Sont-ils devenus fous ?
Au contraire, ils ont compris que quand les choses deviennent difficiles,
parce qu'elles le deviennent toujours,
il faut offrir des idées nouvelles qui importent vraiment.
Les gens ont besoin de soutien amical,
et ils ont besoin de savoir à qui ils peuvent demander de l'aide.
Les sociétés n'ont pas d'idées, ce sont les gens qui en ont.
Et ce qui motive les gens,
ce sont les liens, la loyauté, la confiance qu'ils développent entre eux.

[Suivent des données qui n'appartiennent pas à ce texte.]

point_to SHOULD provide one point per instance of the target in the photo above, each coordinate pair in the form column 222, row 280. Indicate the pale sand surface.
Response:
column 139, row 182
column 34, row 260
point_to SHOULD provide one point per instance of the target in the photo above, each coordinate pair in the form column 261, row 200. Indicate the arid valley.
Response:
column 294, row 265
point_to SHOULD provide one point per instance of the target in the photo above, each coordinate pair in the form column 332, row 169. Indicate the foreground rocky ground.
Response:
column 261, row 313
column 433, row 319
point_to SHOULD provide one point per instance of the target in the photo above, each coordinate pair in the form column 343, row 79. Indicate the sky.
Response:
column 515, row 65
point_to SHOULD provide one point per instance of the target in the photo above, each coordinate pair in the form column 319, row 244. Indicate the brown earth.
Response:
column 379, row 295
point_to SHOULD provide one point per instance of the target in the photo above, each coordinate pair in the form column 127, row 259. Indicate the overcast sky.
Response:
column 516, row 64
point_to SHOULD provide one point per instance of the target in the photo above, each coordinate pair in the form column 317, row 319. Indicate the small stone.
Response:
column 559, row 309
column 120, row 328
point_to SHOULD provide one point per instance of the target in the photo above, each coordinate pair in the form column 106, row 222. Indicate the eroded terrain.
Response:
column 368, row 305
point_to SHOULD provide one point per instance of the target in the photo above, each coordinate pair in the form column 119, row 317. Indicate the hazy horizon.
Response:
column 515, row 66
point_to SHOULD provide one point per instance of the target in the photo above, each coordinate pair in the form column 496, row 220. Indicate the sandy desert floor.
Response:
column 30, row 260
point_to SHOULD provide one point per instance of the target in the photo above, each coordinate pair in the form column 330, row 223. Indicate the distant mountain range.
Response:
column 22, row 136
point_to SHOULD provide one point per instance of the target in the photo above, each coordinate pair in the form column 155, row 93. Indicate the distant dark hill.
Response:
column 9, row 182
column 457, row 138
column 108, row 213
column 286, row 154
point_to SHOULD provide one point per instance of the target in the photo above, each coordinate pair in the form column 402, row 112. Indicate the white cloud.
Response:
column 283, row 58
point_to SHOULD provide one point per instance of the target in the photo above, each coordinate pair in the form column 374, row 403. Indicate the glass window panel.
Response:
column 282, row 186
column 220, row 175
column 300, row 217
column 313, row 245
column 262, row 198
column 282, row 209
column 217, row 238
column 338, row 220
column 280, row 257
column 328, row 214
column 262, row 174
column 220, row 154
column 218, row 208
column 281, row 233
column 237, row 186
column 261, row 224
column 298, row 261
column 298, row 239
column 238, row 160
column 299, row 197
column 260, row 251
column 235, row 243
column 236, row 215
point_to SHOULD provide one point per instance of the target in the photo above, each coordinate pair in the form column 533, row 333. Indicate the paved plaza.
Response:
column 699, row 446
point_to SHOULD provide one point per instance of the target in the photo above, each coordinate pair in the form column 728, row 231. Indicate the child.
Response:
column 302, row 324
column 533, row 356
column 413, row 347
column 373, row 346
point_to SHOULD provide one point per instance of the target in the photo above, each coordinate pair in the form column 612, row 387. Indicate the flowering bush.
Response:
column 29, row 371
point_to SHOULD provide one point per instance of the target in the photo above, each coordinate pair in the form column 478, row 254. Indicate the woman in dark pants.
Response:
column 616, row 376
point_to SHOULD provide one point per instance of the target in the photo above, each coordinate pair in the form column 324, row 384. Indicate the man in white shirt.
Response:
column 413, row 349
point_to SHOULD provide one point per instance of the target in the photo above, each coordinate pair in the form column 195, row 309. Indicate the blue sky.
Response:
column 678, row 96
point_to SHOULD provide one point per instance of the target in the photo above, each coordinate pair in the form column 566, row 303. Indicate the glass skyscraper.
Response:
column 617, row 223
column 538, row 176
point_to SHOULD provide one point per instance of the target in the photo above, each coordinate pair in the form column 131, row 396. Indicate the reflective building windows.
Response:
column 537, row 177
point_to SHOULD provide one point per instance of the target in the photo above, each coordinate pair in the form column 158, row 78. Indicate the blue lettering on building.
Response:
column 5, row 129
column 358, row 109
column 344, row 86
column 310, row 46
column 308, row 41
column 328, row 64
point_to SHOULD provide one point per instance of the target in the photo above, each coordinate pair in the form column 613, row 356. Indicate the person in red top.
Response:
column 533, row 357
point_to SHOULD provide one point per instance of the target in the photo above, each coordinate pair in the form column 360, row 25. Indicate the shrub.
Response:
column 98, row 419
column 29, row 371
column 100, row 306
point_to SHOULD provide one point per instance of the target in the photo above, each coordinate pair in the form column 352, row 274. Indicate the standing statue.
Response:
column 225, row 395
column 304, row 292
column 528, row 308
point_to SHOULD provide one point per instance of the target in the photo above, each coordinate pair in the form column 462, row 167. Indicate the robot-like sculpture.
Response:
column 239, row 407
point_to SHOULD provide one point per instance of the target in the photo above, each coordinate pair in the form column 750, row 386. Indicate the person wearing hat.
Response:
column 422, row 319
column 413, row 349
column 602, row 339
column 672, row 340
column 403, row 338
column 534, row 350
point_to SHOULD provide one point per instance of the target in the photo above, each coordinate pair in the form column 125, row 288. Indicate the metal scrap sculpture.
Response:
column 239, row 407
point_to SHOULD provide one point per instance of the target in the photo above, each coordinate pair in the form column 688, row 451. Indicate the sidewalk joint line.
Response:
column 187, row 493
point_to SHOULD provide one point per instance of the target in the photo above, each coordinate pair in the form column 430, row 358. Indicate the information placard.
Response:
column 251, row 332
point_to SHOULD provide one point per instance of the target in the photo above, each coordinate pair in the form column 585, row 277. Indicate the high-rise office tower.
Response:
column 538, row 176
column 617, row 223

L'important, c'est le mortier,
pas simplement les briques.
En assemblant tout cela,
vous obtenez ce qu'on appelle le capital social.

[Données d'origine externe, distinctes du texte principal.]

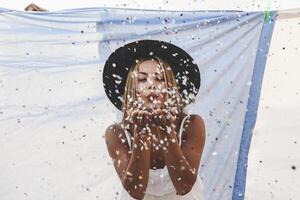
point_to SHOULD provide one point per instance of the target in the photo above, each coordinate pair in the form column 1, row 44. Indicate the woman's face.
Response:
column 151, row 87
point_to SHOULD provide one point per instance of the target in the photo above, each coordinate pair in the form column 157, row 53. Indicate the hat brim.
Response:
column 118, row 64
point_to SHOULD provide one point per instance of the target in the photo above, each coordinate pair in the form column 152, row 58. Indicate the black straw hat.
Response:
column 122, row 59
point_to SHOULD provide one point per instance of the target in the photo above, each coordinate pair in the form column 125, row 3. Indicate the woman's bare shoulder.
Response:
column 114, row 131
column 196, row 124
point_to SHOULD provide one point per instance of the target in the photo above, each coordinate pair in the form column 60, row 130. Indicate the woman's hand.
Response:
column 142, row 120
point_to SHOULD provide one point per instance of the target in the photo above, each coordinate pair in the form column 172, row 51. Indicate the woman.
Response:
column 156, row 148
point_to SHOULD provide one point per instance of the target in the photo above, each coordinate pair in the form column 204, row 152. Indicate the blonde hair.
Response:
column 130, row 97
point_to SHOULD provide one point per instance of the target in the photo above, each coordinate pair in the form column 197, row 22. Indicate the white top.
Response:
column 160, row 186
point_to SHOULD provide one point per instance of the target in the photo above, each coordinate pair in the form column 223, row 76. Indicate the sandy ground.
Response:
column 274, row 160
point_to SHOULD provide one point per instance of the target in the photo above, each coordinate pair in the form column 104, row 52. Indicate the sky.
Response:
column 55, row 5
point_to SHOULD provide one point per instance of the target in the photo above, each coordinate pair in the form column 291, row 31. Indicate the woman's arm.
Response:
column 183, row 162
column 132, row 167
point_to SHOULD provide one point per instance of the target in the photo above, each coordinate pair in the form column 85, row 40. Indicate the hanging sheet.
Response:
column 54, row 110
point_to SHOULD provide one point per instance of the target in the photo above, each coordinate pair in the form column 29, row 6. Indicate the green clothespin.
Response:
column 267, row 13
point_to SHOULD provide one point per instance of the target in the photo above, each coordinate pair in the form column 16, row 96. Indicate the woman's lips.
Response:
column 152, row 96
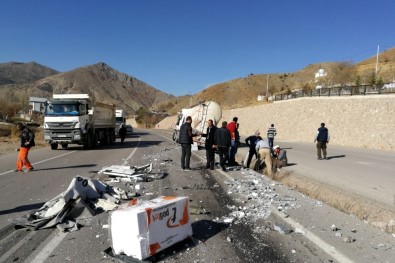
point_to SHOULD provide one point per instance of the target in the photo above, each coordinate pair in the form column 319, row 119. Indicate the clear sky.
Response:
column 183, row 46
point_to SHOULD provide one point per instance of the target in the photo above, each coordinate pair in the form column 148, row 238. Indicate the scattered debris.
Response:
column 300, row 231
column 348, row 239
column 334, row 228
column 133, row 173
column 281, row 228
column 71, row 209
column 140, row 229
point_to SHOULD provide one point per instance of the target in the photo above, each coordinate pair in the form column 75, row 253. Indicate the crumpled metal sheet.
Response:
column 132, row 173
column 80, row 200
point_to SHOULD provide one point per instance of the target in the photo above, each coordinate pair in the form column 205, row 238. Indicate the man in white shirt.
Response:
column 263, row 148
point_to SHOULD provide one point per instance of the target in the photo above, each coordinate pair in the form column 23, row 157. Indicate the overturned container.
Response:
column 140, row 229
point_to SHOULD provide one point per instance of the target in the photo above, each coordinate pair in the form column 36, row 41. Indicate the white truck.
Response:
column 200, row 114
column 75, row 119
column 119, row 120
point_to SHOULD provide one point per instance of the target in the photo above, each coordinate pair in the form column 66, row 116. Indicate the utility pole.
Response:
column 377, row 60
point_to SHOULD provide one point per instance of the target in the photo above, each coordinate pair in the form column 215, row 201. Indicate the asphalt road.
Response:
column 22, row 193
column 364, row 172
column 214, row 241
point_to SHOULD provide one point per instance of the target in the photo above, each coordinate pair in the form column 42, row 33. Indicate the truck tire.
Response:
column 175, row 136
column 54, row 146
column 89, row 141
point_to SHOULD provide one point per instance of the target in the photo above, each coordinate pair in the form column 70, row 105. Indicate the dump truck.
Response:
column 76, row 119
column 200, row 113
column 119, row 120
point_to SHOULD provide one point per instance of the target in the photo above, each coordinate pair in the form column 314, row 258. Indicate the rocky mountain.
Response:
column 243, row 92
column 20, row 73
column 100, row 81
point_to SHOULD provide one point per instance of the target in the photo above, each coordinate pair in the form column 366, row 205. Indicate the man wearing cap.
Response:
column 210, row 151
column 262, row 147
column 232, row 127
column 279, row 157
column 322, row 139
column 222, row 142
column 26, row 142
column 251, row 142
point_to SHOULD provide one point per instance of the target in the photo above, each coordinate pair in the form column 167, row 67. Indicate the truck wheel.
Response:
column 175, row 136
column 88, row 143
column 54, row 146
column 94, row 141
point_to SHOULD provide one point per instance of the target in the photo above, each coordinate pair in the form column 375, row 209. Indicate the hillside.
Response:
column 102, row 82
column 20, row 73
column 243, row 92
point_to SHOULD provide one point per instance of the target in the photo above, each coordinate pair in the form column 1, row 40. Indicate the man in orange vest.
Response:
column 27, row 141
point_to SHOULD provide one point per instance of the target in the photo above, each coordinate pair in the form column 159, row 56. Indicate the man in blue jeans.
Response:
column 322, row 139
column 185, row 139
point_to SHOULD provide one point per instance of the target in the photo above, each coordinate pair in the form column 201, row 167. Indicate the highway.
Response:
column 214, row 240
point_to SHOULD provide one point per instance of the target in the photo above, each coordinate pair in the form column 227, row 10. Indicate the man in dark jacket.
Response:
column 322, row 140
column 122, row 132
column 210, row 151
column 222, row 143
column 27, row 141
column 251, row 142
column 185, row 139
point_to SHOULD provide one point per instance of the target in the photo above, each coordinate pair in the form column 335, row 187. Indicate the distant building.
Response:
column 319, row 74
column 261, row 98
column 38, row 104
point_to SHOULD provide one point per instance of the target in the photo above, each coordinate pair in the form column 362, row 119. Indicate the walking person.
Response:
column 186, row 142
column 222, row 142
column 279, row 158
column 263, row 148
column 122, row 132
column 271, row 133
column 322, row 139
column 232, row 127
column 251, row 141
column 210, row 150
column 26, row 142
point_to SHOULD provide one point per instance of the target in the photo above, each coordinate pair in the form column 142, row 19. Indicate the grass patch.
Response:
column 376, row 214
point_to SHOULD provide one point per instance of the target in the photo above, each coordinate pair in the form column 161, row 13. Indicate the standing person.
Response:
column 27, row 141
column 279, row 158
column 210, row 150
column 122, row 132
column 222, row 142
column 232, row 127
column 322, row 139
column 186, row 142
column 263, row 148
column 251, row 141
column 271, row 132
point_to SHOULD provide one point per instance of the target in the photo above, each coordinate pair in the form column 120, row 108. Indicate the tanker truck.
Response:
column 200, row 114
column 75, row 119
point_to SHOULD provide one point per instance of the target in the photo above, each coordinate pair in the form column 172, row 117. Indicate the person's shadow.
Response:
column 336, row 156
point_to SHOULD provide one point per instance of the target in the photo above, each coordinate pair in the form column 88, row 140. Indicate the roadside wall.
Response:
column 357, row 121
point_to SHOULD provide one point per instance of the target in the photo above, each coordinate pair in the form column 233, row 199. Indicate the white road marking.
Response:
column 52, row 243
column 327, row 248
column 131, row 154
column 15, row 248
column 46, row 160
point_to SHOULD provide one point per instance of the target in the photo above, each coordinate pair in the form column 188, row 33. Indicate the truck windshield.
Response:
column 62, row 109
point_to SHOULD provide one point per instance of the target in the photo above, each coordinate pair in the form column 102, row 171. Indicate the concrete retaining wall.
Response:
column 357, row 121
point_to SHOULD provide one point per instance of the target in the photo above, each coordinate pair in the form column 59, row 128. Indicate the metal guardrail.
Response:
column 335, row 91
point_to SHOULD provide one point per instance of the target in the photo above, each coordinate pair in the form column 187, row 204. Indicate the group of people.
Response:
column 225, row 141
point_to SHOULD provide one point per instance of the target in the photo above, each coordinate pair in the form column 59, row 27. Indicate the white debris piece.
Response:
column 126, row 171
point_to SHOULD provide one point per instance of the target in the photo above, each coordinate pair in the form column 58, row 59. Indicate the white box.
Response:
column 140, row 229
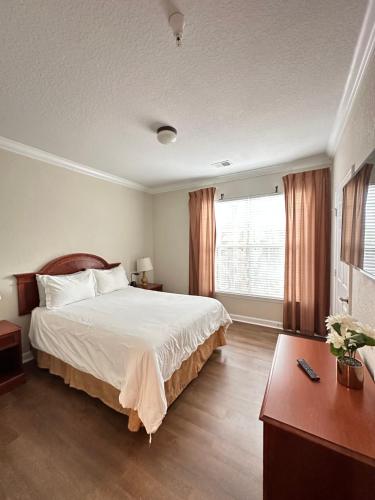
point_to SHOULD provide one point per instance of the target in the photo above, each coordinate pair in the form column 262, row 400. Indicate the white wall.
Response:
column 171, row 241
column 356, row 144
column 47, row 211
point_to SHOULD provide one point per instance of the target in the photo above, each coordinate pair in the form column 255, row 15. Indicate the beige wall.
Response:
column 171, row 243
column 356, row 144
column 47, row 211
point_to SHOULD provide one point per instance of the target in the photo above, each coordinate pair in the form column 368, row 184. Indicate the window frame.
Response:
column 248, row 296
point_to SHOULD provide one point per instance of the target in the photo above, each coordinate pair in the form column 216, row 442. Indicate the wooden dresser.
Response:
column 319, row 437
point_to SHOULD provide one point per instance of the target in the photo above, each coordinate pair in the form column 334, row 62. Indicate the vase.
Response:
column 350, row 373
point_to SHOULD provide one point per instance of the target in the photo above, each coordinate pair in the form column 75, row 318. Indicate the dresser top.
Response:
column 325, row 412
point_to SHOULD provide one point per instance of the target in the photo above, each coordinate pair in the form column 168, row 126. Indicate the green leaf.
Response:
column 361, row 339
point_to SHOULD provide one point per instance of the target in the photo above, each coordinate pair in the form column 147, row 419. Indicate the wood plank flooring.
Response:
column 58, row 443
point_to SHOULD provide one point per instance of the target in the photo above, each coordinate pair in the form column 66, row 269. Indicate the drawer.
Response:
column 9, row 340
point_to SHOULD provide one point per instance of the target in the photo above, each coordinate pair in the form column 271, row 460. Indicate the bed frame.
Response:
column 27, row 289
column 28, row 299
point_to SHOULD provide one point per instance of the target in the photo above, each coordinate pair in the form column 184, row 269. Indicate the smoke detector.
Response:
column 177, row 23
column 166, row 134
column 221, row 164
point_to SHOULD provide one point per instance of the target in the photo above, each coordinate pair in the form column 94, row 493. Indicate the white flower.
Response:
column 337, row 340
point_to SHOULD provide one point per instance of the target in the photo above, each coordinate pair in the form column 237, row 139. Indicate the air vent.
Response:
column 223, row 163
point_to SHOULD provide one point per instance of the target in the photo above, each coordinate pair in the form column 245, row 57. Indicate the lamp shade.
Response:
column 144, row 264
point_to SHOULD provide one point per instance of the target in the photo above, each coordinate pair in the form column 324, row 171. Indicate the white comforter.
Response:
column 133, row 339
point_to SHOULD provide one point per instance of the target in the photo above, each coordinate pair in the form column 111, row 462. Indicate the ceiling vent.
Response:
column 223, row 163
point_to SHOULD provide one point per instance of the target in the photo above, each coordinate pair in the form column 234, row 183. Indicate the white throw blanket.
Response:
column 133, row 339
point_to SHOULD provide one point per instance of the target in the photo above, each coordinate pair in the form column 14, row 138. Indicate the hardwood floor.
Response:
column 58, row 443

C'est la confiance créée par les liens et l'interdépendance.
Le terme a été choisi par des sociologues qui ont étudié des communautés
particulièrement résistantes en période de stress.

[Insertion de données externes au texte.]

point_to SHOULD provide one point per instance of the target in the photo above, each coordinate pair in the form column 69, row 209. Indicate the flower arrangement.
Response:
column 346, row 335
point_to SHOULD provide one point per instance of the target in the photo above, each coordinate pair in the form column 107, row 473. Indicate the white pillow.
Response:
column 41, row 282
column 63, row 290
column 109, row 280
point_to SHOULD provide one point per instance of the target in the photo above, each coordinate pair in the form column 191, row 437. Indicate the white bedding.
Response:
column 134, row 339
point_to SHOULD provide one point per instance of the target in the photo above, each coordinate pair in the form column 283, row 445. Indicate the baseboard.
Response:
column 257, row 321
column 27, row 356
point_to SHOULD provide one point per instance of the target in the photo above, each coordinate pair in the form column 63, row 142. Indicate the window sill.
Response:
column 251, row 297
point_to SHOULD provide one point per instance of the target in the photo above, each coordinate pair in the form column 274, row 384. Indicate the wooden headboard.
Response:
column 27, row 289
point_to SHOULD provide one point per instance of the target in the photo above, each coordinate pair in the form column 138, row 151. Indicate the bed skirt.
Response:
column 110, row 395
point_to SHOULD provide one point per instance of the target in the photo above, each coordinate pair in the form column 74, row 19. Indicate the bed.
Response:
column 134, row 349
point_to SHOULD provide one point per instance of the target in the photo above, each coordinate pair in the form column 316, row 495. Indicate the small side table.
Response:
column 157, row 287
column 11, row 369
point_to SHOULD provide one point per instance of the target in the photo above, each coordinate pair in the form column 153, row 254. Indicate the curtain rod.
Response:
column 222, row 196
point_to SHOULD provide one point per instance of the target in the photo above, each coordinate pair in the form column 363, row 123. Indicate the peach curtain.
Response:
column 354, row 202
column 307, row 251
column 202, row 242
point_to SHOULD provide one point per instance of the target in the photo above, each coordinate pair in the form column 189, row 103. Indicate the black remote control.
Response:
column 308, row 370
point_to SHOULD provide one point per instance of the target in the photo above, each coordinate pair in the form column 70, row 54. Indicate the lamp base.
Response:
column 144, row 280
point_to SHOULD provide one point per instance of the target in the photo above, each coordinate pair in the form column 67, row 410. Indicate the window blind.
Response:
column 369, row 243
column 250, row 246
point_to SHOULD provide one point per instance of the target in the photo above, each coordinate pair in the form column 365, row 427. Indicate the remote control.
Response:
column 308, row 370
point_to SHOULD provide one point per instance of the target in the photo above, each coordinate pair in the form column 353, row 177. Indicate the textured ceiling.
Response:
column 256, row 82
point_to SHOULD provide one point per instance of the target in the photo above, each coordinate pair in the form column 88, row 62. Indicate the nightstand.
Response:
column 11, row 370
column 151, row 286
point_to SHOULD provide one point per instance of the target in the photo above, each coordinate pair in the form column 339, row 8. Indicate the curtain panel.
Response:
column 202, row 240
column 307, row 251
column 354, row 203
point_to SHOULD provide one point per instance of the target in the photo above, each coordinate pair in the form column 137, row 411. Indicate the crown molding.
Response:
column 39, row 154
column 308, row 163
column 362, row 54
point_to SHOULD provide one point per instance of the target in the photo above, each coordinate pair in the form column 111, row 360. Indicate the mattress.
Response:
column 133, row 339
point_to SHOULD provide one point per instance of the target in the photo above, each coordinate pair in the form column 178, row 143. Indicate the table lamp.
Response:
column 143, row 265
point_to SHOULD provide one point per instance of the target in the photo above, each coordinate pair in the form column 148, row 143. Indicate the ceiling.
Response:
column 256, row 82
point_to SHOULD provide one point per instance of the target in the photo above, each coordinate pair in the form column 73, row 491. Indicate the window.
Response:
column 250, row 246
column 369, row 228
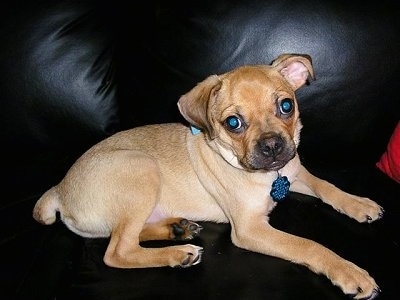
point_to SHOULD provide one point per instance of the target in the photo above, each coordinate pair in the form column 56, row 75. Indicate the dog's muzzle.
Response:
column 272, row 152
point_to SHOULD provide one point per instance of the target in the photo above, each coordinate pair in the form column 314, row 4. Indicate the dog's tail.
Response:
column 46, row 207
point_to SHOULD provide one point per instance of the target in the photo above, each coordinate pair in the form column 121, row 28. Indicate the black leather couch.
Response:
column 75, row 72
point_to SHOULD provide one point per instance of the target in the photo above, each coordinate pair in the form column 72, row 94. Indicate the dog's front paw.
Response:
column 188, row 255
column 361, row 209
column 184, row 229
column 354, row 281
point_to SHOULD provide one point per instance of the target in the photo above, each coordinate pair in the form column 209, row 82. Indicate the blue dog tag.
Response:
column 280, row 188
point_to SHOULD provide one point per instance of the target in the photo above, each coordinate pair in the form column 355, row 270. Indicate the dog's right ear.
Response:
column 195, row 104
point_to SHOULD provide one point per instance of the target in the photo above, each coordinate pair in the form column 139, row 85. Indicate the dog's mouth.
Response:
column 271, row 153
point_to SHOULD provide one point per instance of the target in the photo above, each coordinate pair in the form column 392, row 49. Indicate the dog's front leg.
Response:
column 360, row 208
column 260, row 236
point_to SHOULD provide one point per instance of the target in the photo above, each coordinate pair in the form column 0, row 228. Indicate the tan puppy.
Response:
column 147, row 182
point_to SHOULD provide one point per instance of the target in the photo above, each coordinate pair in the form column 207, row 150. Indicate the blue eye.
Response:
column 286, row 106
column 233, row 123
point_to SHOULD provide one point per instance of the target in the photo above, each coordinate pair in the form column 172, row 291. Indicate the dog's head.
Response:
column 250, row 114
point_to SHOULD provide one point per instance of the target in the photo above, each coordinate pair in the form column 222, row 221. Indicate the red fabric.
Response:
column 389, row 162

Le capital social est ce qui fait avancer les entreprises
et qui les rend plus fortes.
Qu'est-ce que ça veut dire en pratique ?
Ça veut dire que le temps est important,
parce que le capital social prend de l'importance avec le temps.
Les équipes travaillant ensemble longtemps s'améliorent, parce qu'il faut du temps
pour avoir cette confiance qui permet la franchise et l'ouverture.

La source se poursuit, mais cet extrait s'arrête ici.